Munich Re has provided $305m catastrophe bond transaction for North Carolina Joint Underwriting Association and North Carolina Insurance Underwriting Association, that transfers hurricane risk in North Carolina to the capital markets.
According to Munich Re, it has acted as joint lead manager in the transaction, reinsured the risk via its US operation and placed the bond with institutional investors in EU and Switzerland via its placement entity.
Munich Reinsurance America has reinsured a portion of two catastrophe hurricane risk layers of the North Carolina Joint Underwriting Association and North Carolina Insurance Underwriting Association which have been fully retroceded to Cayman Islands-registered Johnston Re, providing coverage up to a maximum of $305m.
The company said that Johnston Re has issued two tranches of a principal at-risk variable rate note program with a 3-year risk period. The first tranche uses a ‘drop-down’ feature that will replace expiring Parkton Re 2009-1 bond after one year.
The second tranche will stay for three years at same level directly above first tranche. The issuance was oversubscribed and due to demand upsized from originally announced $200m.

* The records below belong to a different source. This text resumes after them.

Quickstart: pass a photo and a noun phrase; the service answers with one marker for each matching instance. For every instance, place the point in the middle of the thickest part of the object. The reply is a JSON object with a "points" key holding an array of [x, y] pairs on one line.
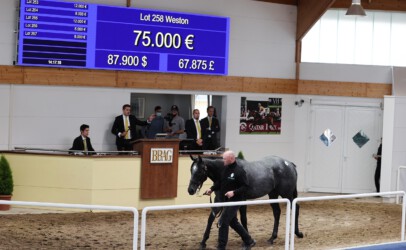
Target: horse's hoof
{"points": [[202, 246], [270, 241]]}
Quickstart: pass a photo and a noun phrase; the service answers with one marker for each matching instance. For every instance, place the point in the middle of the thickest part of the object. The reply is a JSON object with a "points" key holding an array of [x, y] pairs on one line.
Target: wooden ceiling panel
{"points": [[387, 5]]}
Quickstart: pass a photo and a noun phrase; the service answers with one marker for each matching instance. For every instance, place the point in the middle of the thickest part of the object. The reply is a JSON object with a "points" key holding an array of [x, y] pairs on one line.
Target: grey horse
{"points": [[272, 176]]}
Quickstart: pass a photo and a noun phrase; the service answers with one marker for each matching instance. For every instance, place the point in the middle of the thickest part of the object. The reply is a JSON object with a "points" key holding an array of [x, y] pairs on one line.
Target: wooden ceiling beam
{"points": [[288, 2], [308, 13]]}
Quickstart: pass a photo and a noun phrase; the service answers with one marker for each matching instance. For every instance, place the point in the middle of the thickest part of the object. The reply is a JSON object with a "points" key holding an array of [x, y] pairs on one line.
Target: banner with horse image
{"points": [[261, 117]]}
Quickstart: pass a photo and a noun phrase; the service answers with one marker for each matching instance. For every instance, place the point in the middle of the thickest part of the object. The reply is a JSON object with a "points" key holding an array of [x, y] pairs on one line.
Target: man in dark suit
{"points": [[82, 142], [194, 132], [124, 128], [210, 128]]}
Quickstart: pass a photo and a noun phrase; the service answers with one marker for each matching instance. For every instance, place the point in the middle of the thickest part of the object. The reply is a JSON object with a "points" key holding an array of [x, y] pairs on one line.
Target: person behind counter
{"points": [[82, 142], [124, 128], [174, 124], [157, 123], [210, 128], [194, 131]]}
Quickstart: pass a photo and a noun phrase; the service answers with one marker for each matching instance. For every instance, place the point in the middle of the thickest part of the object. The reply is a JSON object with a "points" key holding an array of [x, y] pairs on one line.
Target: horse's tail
{"points": [[295, 193]]}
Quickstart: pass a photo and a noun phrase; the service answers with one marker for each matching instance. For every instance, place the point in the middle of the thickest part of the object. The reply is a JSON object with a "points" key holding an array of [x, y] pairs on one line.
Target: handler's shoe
{"points": [[248, 247]]}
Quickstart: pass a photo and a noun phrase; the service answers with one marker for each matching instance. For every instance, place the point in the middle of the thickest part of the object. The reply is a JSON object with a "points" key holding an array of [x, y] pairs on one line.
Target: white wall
{"points": [[345, 72], [262, 44], [394, 143], [5, 94]]}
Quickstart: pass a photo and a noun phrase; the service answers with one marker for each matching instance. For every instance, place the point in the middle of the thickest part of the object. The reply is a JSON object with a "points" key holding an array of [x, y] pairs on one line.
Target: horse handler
{"points": [[233, 185]]}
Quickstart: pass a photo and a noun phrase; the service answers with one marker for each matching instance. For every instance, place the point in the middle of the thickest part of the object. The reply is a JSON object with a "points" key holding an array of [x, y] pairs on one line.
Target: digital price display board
{"points": [[80, 35]]}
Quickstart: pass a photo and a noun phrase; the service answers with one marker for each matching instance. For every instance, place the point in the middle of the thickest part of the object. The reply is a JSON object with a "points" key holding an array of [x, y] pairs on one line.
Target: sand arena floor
{"points": [[325, 224]]}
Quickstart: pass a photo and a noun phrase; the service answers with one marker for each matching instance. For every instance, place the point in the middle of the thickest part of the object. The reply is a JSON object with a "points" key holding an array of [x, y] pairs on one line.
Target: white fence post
{"points": [[336, 197]]}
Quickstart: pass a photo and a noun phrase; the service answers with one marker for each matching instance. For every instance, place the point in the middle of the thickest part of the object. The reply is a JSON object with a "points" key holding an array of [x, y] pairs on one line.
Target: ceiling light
{"points": [[356, 9]]}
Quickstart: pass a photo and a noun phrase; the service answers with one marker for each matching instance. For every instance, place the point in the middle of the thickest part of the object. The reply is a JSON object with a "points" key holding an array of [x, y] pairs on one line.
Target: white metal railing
{"points": [[82, 206], [336, 197], [398, 182], [220, 204]]}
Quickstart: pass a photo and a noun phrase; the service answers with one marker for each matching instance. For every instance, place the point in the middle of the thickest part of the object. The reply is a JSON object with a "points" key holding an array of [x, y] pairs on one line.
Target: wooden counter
{"points": [[95, 180]]}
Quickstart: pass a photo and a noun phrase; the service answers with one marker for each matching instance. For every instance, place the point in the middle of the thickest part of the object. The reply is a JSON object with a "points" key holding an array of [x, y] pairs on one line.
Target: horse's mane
{"points": [[216, 167]]}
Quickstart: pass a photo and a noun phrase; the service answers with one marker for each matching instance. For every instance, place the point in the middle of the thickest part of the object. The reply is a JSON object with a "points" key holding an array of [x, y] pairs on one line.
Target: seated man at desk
{"points": [[82, 142]]}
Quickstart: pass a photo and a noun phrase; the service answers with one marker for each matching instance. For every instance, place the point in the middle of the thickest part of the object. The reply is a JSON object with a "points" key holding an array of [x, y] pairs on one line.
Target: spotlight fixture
{"points": [[299, 103], [356, 9]]}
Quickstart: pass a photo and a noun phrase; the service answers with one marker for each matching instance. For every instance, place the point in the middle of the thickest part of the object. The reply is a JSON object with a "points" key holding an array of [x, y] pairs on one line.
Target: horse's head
{"points": [[198, 172]]}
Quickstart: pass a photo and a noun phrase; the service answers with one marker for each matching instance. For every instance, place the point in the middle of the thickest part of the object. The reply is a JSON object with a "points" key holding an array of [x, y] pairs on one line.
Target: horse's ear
{"points": [[191, 157]]}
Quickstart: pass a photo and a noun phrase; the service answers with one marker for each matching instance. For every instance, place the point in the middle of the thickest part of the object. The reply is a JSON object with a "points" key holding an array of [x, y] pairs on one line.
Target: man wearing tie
{"points": [[210, 128], [124, 128], [82, 142], [193, 131]]}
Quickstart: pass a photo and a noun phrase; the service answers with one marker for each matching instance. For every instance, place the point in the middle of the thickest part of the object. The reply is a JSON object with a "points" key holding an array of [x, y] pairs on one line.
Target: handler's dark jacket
{"points": [[234, 179]]}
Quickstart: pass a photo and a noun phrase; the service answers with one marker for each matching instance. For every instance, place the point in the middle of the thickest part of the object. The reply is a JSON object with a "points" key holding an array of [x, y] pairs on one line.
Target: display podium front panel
{"points": [[159, 170]]}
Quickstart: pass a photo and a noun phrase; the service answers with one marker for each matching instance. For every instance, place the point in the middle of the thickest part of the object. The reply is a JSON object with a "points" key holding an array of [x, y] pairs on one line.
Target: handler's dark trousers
{"points": [[229, 218]]}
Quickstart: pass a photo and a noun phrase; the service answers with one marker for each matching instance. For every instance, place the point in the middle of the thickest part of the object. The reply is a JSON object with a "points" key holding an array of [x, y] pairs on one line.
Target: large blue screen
{"points": [[81, 35]]}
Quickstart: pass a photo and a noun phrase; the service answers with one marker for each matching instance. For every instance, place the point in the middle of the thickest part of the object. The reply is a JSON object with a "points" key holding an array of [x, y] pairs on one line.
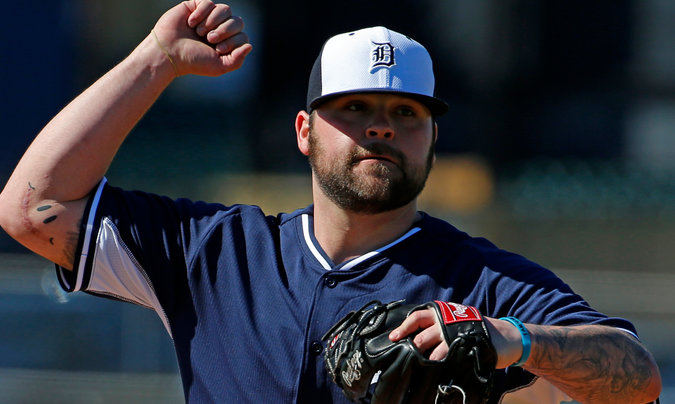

Tony Kuczinski, president and CEO of Munich Reinsurance America, said: Munich Re offers its clients the full spectrum of risk transfer solutions, and the capital markets constitute a good complementary risk carrier for specialized peak risks like North Carolina hurricane. Reinsuring the risk directly in the US means that we offer full credit for reinsurance benefit for our clients in the US market.